The reason we use a strict comparison is critical: equality with half does not satisfy the problem condition.
Why it works
At any point during processing, the frequency map exactly reflects the number of occurrences seen so far for each color. The color with maximum frequency at the end is therefore the global maximizer over the entire dataset. Since the condition for correctness depends only on whether a single value exceeds n/2, identifying the maximum frequency is sufficient to decide the answer. No other structural property of the sequence matters.
Python Solution
import sys
input = sys.stdin.readline
def solve():
n = int(input().strip())
freq = {}
best_color = ""
best_count = 0
for _ in range(n):
c = input().strip()
freq[c] = freq.get(c, 0) + 1
if freq[c] > best_count:
best_count = freq[c]
best_color = c
if best_count > n // 2:
print(best_color)
else:
print("uh-oh")
if __name__ == "__main__":
solve()
The solution maintains a dictionary freq to count occurrences. The variable best_count tracks the largest frequency seen so far, and best_color remembers which color achieved it. This avoids a second pass over the dictionary.

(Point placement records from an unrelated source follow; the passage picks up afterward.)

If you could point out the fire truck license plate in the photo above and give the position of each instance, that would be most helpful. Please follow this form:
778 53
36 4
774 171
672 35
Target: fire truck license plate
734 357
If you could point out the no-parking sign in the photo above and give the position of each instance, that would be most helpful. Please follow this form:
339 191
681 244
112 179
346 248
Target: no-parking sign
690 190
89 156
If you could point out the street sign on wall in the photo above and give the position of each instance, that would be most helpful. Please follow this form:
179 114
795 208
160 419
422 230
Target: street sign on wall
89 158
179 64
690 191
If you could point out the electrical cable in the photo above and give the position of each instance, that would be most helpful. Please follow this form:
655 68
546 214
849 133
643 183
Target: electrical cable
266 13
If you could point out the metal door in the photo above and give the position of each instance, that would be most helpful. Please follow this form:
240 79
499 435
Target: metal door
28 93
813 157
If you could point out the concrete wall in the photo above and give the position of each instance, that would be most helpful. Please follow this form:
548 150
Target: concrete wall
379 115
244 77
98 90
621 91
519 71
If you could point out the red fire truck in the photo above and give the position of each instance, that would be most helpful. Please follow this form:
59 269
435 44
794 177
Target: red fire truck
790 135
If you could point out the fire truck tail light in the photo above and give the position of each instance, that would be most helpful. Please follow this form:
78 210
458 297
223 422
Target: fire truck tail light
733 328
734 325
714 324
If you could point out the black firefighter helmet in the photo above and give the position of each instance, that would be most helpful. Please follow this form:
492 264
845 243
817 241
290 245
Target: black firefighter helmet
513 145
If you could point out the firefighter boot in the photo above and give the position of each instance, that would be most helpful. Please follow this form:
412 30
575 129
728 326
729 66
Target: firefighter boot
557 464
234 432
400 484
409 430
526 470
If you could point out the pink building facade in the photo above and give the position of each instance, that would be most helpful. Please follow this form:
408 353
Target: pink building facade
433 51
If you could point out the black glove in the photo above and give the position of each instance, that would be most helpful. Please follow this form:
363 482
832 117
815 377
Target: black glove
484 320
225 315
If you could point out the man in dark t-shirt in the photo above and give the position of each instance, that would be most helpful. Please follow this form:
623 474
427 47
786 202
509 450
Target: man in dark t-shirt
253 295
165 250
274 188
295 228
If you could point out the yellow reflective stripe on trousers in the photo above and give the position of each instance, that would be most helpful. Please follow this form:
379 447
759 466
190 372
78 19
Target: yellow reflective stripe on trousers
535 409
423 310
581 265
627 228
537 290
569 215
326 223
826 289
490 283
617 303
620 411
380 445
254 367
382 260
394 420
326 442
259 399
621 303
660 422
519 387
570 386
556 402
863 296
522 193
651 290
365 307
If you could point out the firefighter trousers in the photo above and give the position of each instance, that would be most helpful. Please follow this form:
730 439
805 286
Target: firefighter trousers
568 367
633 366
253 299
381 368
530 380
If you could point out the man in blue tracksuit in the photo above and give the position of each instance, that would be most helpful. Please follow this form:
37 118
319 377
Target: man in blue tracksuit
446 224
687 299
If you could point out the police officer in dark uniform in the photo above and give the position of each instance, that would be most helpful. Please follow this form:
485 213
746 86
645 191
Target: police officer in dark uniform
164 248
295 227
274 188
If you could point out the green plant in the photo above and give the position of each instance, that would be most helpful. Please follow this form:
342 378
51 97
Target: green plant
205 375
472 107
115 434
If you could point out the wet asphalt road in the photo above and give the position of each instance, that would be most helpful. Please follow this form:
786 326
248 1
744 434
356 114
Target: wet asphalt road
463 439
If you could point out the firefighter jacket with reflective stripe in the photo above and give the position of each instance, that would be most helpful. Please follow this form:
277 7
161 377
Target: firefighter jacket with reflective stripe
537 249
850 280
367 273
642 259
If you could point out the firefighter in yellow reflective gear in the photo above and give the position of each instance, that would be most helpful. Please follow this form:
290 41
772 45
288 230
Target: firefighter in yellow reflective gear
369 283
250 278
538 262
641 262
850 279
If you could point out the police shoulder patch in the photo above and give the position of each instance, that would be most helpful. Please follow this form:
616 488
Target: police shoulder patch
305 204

A common mistake is using >= n // 2 instead of > n // 2, which incorrectly accepts colors that appear exactly half the time. Another potential pitfall is forgetting to strip newline characters when reading strings, which would cause identical colors to be treated as different keys.
Worked Examples
Example 1
Input:
5
red
green
red
red
blue
| Step | Color | freq(red) | freq(green) | freq(blue) | best_color | best_count |
|---|---|---|---|---|---|---|
| 1 | red | 1 | 0 | 0 | red | 1 |
| 2 | green | 1 | 1 | 0 | red | 1 |
| 3 | red | 2 | 1 | 0 | red | 2 |
| 4 | red | 3 | 1 | 0 | red | 3 |
| 5 | blue | 3 | 1 | 1 | red | 3 |
The final maximum frequency is 3, and n/2 is 2.5, so red is strictly more than half and is printed.
Example 2
Input:
3
red
blue
yellow
| Step | Color | freq(red) | freq(blue) | freq(yellow) | best_color | best_count |
|---|---|---|---|---|---|---|
| 1 | red | 1 | 0 | 0 | red | 1 |
| 2 | blue | 1 | 1 | 0 | red | 1 |
| 3 | yellow | 1 | 1 | 1 | red | 1 |
Here the maximum frequency is 1, while n/2 is 1.5, so no valid majority exists and the output is “uh-oh”.
Complexity Analysis
| Measure | Complexity | Explanation |
|---|---|---|
| Time | O(n) | Each balloon is processed once with O(1) average dictionary operations |
| Space | O(k) | k distinct colors stored in the hash map, worst case k = n |
The constraints allow up to 100000 balloons, so a linear scan with hashing is comfortably efficient. Memory usage is also safe since each string is short and only distinct colors are stored.
Test Cases
import sys, io
def run(inp: str) -> str:
sys.stdin = io.StringIO(inp)
from contextlib import redirect_stdout
out = io.StringIO()
with redirect_stdout(out):
solve()
return out.getvalue().strip()
# sample 1
assert run("""5
red
green
red
red
blue
""") == "red"
# sample 2
assert run("""3
red
blue
yellow
""") == "uh-oh"
# all same
assert run("""4
a
a
a
a
""") == "a"
# exactly half (invalid)
assert run("""4
a
a
b
b
""") == "uh-oh"
# single element
assert run("""1
abc
""") == "abc"
| Test input | Expected output | What it validates |
|---|---|---|
| all same | a | full dominance case |
| split half | uh-oh | strict majority condition |
| single element | abc | minimal boundary case |
Edge Cases
One edge case is when all colors are distinct. The frequency map still records each color once, but no value exceeds n/2. For input:
4
a
b
c
d
the algorithm tracks each frequency as 1, and since 1 is not greater than 2, it correctly outputs “uh-oh”.
Another case is when the majority exists but appears in non-consecutive positions. For example:
7
x
y
x
z
x
x
y
The frequency of x becomes 4, exceeding 7/2 = 3.5. Even though occurrences are scattered, the map aggregates correctly, and the algorithm outputs x.